Talía fought off a giggle. The blue-eyed girl shook her head contemptuously while I found an upturned bucket to sit down on.

"It is good that you know that we use it for constipation," Ahmi nodded. "ɣʊŋi?"

The girl with the one blue eye beamed with pride. "It's called pepo'a. It's an annual, the seeds are toxic so you should never harvest it during dry season, and the dried herb stays potent for years."

"Very good!"

"Mother in Heaven, what is this?" Dayumi picked up some brown sponge-looking thing from another pot and held it close to her nose. She shoved it in Talía's face. "Smell this!"

The runaway slave reluctantly smelled the thing, then her eyes popped and she picked one up, squeezing the brown thing in her fingers and smelling it some more. "What is this?"

"It is called you were assigned reading material in my absence."

Dayumi rounded the table towards me. "Here, smell this!"

It was like some sweet, camphorous perfume that stayed in my nostrils long after Dayumi pulled it away to smell it again.

"Ghuni?"

The girl with the blue left eye raised her chin high. "ɣasefi mushroom is the principal ingredient in antivenins used to counteract muscle-seizure toxins, such as green rock viper, red rock viper, yellow rock viper, rorschach spider, and dayu toad!"

"Excellent!" Ahmi nodded. "Now Dayumi, where is it found?"

Dayumi shrugged. "I found it in that pot right there."

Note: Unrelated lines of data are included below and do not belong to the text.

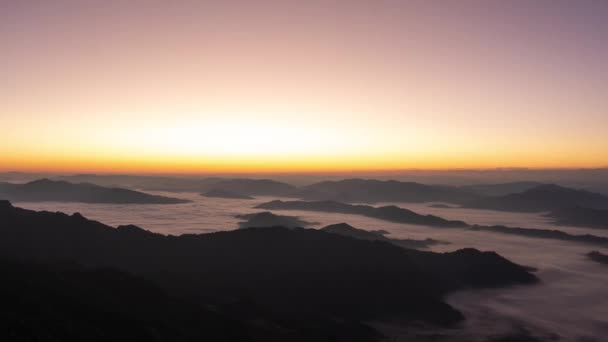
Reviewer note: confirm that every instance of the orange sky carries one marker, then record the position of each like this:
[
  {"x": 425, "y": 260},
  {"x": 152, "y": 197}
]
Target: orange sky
[{"x": 302, "y": 86}]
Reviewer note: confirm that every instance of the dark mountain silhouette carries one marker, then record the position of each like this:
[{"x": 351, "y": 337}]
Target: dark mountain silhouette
[
  {"x": 388, "y": 213},
  {"x": 545, "y": 234},
  {"x": 441, "y": 205},
  {"x": 303, "y": 272},
  {"x": 243, "y": 186},
  {"x": 66, "y": 302},
  {"x": 378, "y": 235},
  {"x": 225, "y": 194},
  {"x": 268, "y": 219},
  {"x": 69, "y": 302},
  {"x": 579, "y": 216},
  {"x": 542, "y": 198},
  {"x": 500, "y": 189},
  {"x": 60, "y": 191},
  {"x": 372, "y": 191},
  {"x": 255, "y": 187},
  {"x": 598, "y": 257}
]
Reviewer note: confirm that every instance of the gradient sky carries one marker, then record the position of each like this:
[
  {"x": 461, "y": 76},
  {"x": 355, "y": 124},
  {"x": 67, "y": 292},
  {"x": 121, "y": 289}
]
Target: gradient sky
[{"x": 195, "y": 86}]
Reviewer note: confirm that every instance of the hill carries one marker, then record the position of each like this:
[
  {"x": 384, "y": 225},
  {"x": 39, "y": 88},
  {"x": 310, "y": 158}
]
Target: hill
[
  {"x": 219, "y": 193},
  {"x": 288, "y": 272},
  {"x": 372, "y": 191},
  {"x": 389, "y": 213},
  {"x": 374, "y": 235},
  {"x": 583, "y": 217},
  {"x": 546, "y": 197},
  {"x": 59, "y": 191}
]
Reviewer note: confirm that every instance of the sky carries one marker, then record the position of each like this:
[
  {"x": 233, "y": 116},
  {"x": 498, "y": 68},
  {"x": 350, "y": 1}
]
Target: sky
[{"x": 250, "y": 86}]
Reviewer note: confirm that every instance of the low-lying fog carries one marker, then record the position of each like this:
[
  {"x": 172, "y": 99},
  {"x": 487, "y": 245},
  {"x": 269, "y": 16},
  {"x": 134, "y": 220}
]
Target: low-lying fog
[{"x": 571, "y": 302}]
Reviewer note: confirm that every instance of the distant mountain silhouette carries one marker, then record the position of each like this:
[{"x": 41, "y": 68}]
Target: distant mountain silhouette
[
  {"x": 375, "y": 235},
  {"x": 277, "y": 270},
  {"x": 66, "y": 302},
  {"x": 243, "y": 186},
  {"x": 388, "y": 213},
  {"x": 441, "y": 206},
  {"x": 598, "y": 257},
  {"x": 48, "y": 190},
  {"x": 372, "y": 191},
  {"x": 579, "y": 216},
  {"x": 268, "y": 219},
  {"x": 500, "y": 189},
  {"x": 545, "y": 234},
  {"x": 225, "y": 194},
  {"x": 542, "y": 198}
]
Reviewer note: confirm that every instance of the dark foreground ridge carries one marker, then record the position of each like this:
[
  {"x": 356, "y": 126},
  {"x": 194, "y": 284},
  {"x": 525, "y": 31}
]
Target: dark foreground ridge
[
  {"x": 59, "y": 191},
  {"x": 375, "y": 235},
  {"x": 295, "y": 281},
  {"x": 388, "y": 213}
]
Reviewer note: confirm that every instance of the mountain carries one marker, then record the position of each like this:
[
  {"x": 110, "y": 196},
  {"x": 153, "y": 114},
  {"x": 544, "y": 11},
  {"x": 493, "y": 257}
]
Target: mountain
[
  {"x": 500, "y": 189},
  {"x": 598, "y": 257},
  {"x": 579, "y": 216},
  {"x": 546, "y": 197},
  {"x": 388, "y": 213},
  {"x": 374, "y": 235},
  {"x": 298, "y": 272},
  {"x": 67, "y": 302},
  {"x": 243, "y": 186},
  {"x": 545, "y": 234},
  {"x": 219, "y": 193},
  {"x": 59, "y": 191},
  {"x": 372, "y": 191},
  {"x": 268, "y": 219},
  {"x": 255, "y": 187}
]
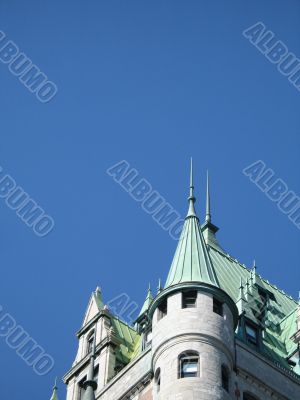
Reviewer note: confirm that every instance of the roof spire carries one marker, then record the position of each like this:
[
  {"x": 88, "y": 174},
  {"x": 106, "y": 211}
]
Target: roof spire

While Ahmi glared at her student, the runaway shot her hand up. "Wait! I know this one!"

"Talía?"

"It grows near the root of the pæmeto bush."

I couldn't help it. "What's a pæmeto bush?"

They all looked at me. Before anyone else could speak, Ghuni answered. "It has blue, sawblade-like palm leaves, and has a thick root like a tree trunk that grows along the ground."

Dayumi shrugged. "She's cheating."

"I am not!" Ghuni looked incredulously at her classmate, her mismatched eyes wide in offense.

"Yeah she is."

"I am not!" Ghuni cried. "Do you see books or notes or anything? I don't have anything!"

"She's still cheating."

"You don't have to answer that." Ahmi rested her hand on Ghuni's arm. "Now. ɣʊŋi, Talía, I want you to meet Caleb Jungle-Tested who is now called Sewa'a Nea Ane. He is here because he has been assigned a new team of soldiers that he was not expecting, and would like a sekɪwa to help train them."

I furrowed my brow at her. "How did you.."

She grinned. "How many days does she give us?"

"Two."

Ahmi grinned and looked over her students, all three of whom were just about old enough. "Perfect!"